Reporter: Riska Rahman | Editor: Sofyan Hidayat
KONTAN.CO.ID - JAKARTA. Walaupun kemungkinan kenaikan suku bunga acuan The Federal Reserve (The Fed) semakin besar, Bank Indonesia (BI) ternyata masih mempertahankan suku bunga acuannya. Hal ini dipandang analis bisa jadi hal yang positif bagi pasar saham Indonesia.
Tingkat inflasi Amerika Serikat (AS) yang naik lebih tinggi dari konsensus menandakan The Fed bakal menaikkan suku bunga acuannya Maret ini. Meski begitu, BI masih tetap mempertahankan suku bunga 7-day reverse repo rate di angka 4,25%.
Hal ini membuat perbedaan bunga antara AS dan Indonesia semakin kecil sehingga ada kemungkinan investor lebih tertarik untuk beralih ke pasar saham AS daripada Indonesia. Namun, hal ini dipandang pengamat pasar modal Muhammad Alfatih bukan sebagai hal negatif. "Investor juga pasti melihat faktor lain seperti nilai tukar rupiah serta pertumbuhan ekonomi Indonesia," ujarnya di Jakarta,
Lagipula, menurutnya, langkah BI untuk mempertahankan suku bunga merupakan langkah yang tepat. Suku bunga yang rendah diharapkan bisa mendorong ekspansi kredit dan pertumbuhan ekonomi sehingga justru bisa jadi sentimen positif bagi Indeks Harga Saham Gabungan (IHSG).
Dari sisi teknikal juga memperlihatkan IHSG masih belum bergerak di bawah batas support.

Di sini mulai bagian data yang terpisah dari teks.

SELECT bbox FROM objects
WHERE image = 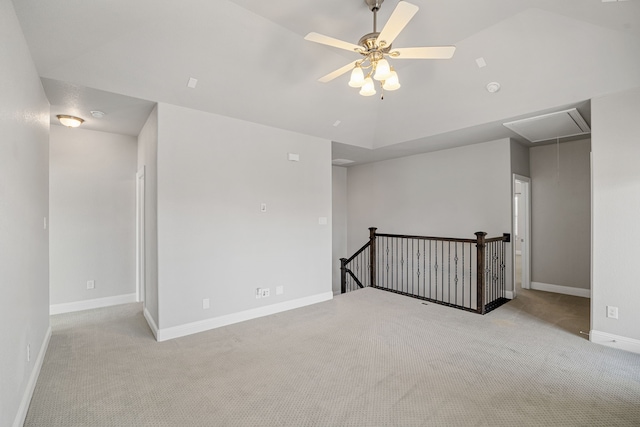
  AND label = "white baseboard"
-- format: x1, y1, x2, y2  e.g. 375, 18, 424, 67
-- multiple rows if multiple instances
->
531, 282, 591, 298
157, 291, 333, 342
142, 307, 158, 341
13, 326, 51, 427
589, 330, 640, 354
49, 293, 137, 315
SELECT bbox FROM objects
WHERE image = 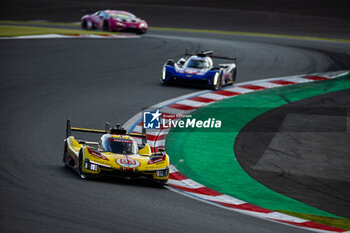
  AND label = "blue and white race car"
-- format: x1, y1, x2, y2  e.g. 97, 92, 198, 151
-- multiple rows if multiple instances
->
160, 50, 237, 90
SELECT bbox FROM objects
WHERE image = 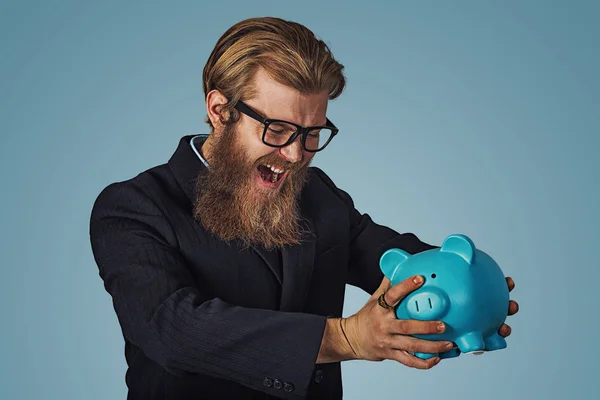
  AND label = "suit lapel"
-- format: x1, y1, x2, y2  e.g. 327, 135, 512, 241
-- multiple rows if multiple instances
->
280, 197, 317, 312
251, 246, 283, 285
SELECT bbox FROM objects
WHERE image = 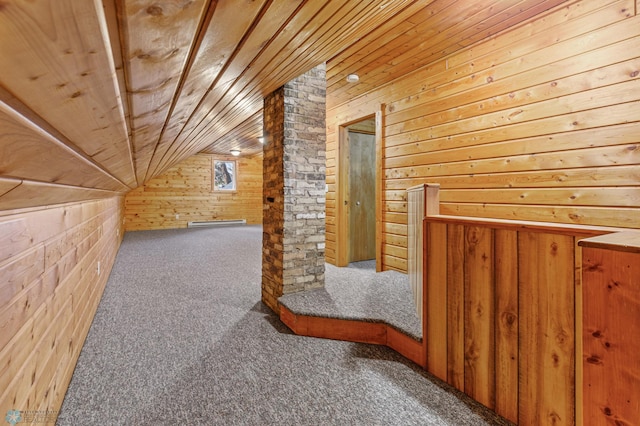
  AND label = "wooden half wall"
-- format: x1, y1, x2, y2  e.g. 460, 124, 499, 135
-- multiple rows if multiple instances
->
0, 197, 123, 418
326, 0, 640, 271
125, 154, 262, 231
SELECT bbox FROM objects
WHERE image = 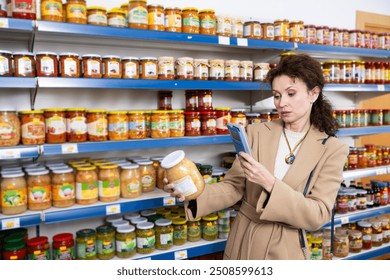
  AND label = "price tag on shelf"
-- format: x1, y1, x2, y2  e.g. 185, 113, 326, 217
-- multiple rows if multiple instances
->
341, 217, 349, 225
237, 38, 248, 47
163, 196, 176, 206
61, 143, 79, 154
175, 250, 188, 260
0, 18, 8, 28
0, 149, 20, 159
106, 204, 121, 215
218, 36, 230, 46
1, 218, 20, 230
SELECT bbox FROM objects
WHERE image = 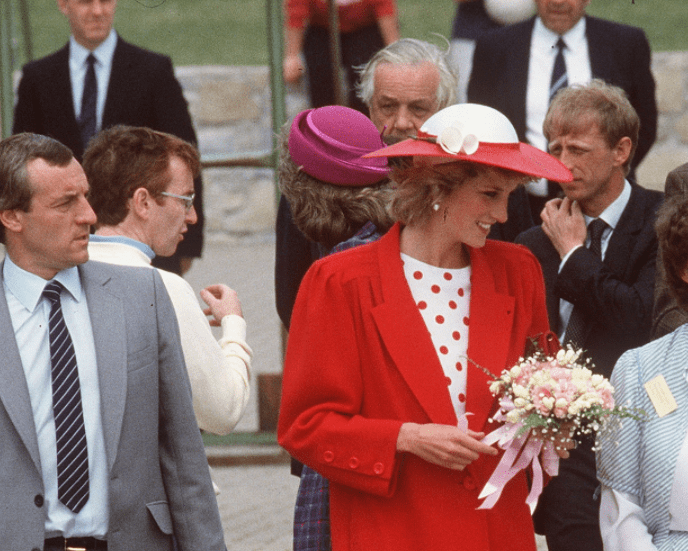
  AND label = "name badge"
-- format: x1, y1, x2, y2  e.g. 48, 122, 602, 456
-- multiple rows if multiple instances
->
643, 375, 678, 418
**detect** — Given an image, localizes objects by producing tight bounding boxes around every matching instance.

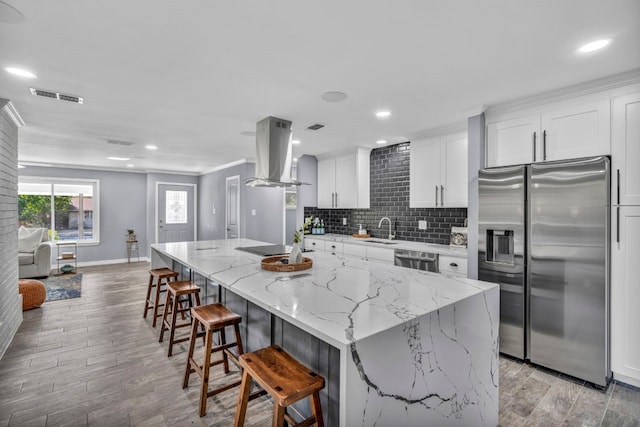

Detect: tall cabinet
[611,92,640,387]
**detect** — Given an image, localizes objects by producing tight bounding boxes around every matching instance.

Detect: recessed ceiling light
[322,92,347,102]
[4,67,38,79]
[578,39,612,53]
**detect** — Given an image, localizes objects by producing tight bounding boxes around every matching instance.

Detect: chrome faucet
[378,216,396,240]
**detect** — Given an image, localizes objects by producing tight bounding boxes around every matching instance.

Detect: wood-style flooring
[0,262,640,427]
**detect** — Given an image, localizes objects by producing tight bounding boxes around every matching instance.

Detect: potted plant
[289,216,313,264]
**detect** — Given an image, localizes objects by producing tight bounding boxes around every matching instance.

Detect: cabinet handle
[616,169,620,204]
[616,206,620,243]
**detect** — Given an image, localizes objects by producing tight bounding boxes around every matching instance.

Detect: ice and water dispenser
[487,230,515,265]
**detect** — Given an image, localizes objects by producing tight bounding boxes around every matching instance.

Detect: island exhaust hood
[245,116,308,187]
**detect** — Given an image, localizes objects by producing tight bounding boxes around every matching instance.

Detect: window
[165,190,187,224]
[18,177,100,243]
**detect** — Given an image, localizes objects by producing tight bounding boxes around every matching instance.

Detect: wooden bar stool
[182,303,244,417]
[233,345,324,427]
[142,268,178,328]
[158,280,204,357]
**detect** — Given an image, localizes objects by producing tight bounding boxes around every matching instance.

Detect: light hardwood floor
[0,262,640,427]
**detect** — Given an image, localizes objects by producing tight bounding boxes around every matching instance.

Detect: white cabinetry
[318,148,370,209]
[611,93,640,205]
[611,206,640,387]
[487,98,611,167]
[409,133,468,208]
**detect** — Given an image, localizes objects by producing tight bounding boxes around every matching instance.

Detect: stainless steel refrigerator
[478,156,611,387]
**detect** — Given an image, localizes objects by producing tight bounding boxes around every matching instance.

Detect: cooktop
[236,245,313,256]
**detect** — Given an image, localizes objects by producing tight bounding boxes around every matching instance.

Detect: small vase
[289,242,302,264]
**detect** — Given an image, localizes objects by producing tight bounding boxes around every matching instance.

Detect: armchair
[18,227,51,279]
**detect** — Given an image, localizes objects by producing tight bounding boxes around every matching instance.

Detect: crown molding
[486,68,640,115]
[0,98,24,128]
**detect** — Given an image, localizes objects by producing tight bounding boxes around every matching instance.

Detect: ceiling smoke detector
[29,88,84,104]
[305,123,324,131]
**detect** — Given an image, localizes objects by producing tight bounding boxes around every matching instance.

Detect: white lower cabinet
[611,206,640,387]
[438,255,467,277]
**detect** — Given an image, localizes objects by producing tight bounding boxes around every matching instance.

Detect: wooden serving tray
[260,255,313,272]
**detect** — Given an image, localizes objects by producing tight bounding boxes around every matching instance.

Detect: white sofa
[18,227,51,279]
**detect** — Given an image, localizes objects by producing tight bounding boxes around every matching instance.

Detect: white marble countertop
[304,234,467,258]
[151,239,498,348]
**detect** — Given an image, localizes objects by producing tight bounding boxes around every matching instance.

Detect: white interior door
[156,183,196,243]
[225,175,240,239]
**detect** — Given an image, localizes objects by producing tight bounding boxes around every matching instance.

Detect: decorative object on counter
[260,255,313,272]
[352,233,371,239]
[287,217,313,264]
[449,227,467,248]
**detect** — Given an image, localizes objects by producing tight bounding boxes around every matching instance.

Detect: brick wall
[0,104,22,358]
[304,142,467,245]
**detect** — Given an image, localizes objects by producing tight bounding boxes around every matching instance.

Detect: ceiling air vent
[29,88,84,104]
[307,123,324,130]
[107,139,133,146]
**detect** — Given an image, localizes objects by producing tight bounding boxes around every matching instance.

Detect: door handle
[616,206,620,243]
[616,169,620,204]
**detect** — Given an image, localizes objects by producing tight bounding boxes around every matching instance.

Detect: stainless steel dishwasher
[394,249,440,273]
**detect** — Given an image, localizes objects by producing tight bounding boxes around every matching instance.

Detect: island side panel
[342,288,499,426]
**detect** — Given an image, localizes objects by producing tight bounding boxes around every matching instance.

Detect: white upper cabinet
[611,93,640,205]
[487,99,611,167]
[409,132,468,208]
[318,148,370,209]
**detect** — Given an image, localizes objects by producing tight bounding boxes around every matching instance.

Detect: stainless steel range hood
[245,116,308,187]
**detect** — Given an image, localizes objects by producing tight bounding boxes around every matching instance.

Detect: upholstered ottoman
[18,279,47,311]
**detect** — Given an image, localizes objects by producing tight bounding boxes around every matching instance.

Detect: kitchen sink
[363,239,398,245]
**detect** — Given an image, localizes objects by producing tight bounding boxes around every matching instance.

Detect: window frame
[18,175,100,246]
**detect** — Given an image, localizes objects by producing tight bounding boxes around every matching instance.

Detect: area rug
[40,273,82,301]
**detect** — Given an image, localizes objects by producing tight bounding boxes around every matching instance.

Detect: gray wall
[467,113,485,279]
[198,163,284,243]
[0,99,22,359]
[146,172,200,247]
[18,166,149,267]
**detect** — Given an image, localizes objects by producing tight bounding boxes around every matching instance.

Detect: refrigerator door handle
[616,206,620,243]
[616,169,620,204]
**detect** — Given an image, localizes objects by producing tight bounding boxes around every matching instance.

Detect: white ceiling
[0,0,640,174]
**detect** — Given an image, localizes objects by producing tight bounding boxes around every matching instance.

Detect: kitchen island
[152,239,499,426]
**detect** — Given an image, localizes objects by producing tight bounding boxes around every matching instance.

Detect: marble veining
[152,239,499,426]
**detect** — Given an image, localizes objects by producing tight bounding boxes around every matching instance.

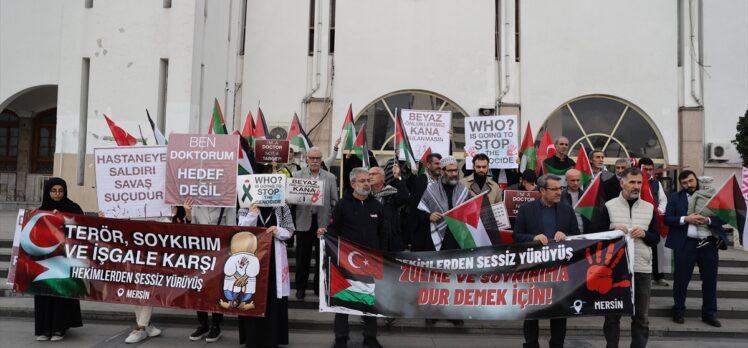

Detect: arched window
[536,95,667,164]
[31,108,57,174]
[0,109,18,172]
[354,90,467,163]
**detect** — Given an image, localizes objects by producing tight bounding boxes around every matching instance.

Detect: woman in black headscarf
[34,178,83,341]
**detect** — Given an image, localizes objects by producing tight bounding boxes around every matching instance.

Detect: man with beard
[418,156,470,326]
[317,167,385,348]
[599,168,660,348]
[462,153,502,204]
[514,174,579,348]
[406,153,442,251]
[665,170,722,327]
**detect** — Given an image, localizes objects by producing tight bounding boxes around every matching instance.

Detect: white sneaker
[145,325,161,337]
[125,329,148,343]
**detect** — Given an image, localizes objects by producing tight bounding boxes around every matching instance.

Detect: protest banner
[319,231,633,320]
[13,211,275,316]
[166,134,239,208]
[94,146,171,218]
[6,209,26,285]
[286,178,325,207]
[255,139,288,163]
[504,190,540,219]
[400,109,452,159]
[465,115,519,170]
[236,174,286,208]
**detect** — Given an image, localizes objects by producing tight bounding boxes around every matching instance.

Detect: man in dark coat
[514,174,579,348]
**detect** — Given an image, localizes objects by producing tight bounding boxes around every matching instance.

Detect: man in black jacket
[514,174,579,348]
[317,167,385,348]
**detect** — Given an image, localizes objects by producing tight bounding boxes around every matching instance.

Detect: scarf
[418,181,470,250]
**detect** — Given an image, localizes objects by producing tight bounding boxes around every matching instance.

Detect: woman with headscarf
[237,164,296,348]
[34,178,83,341]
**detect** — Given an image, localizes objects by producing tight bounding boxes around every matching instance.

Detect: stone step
[0,297,748,339]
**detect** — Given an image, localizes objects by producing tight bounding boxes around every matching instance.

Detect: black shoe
[363,337,384,348]
[701,316,722,327]
[205,326,223,343]
[190,326,210,341]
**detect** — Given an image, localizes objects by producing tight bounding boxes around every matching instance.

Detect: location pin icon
[574,300,582,313]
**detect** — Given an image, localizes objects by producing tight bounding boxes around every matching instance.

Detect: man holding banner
[599,167,660,348]
[514,174,579,348]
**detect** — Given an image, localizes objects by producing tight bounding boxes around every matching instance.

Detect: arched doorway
[536,95,667,165]
[354,89,467,163]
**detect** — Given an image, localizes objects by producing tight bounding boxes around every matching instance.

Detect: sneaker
[205,326,223,343]
[190,326,210,341]
[363,337,384,348]
[49,331,65,341]
[125,329,148,343]
[145,325,161,337]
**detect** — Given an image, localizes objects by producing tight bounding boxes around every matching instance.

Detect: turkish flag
[338,239,384,279]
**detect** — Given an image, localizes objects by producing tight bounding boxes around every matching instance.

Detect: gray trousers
[603,273,652,348]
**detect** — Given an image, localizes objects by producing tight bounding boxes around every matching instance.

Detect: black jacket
[327,192,386,250]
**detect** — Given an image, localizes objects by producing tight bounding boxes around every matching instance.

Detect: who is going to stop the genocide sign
[166,134,239,208]
[465,115,519,170]
[94,146,171,218]
[236,174,286,208]
[400,109,452,159]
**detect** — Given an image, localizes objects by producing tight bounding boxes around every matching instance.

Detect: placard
[465,115,519,170]
[286,178,325,207]
[255,140,288,163]
[94,146,171,218]
[400,109,452,160]
[236,174,286,208]
[166,134,239,208]
[504,190,540,218]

Hal ini membuat IHSG diprediksi masih mampu bergerak naik hingga ke level 6.700-6.800 dalam beberapa bulan ke depan.
Meski begitu, Alfatih memperingatkan investor untuk tetap berhati-hati. "Risiko harus tetap terjaga karena tingginya IHSG bisa membuat volatilitas semakin tinggi pula," terangnya. Sehingga, ia menyarankan investor untuk mewaspadai saham-saham blue chips lantaran akan rawan terkena dampak saat IHSG terkoreksi.
Di sisi lain, beberapa sektor saham dianggap menarik di tengah maraknya sentimen jelang kenaikan suku bunga acuan AS. Sektor tersebut di antaranya ialah sektor komoditas dan sektor perbankan yang dianggap unggul lantaran terus mencetak pertumbuhan sepanjang tahun ini.
Sektor yang sempat underperform tahun lalu seperti sektor konstruksi dan properti juga menarik untuk diperhatikan. Kedua sektor ini diprediksi bisa mencetak pertumbuhan untuk jangka panjang.
Selain itu, Alfatih juga menyarankan para investor untuk memperhatikan aksi korporasi dari saham-saham lapis kedua. "Adanya aksi korporasi tersebut bisa membuat saham-saham tersebut memiliki pergerakan menarik," paparnya.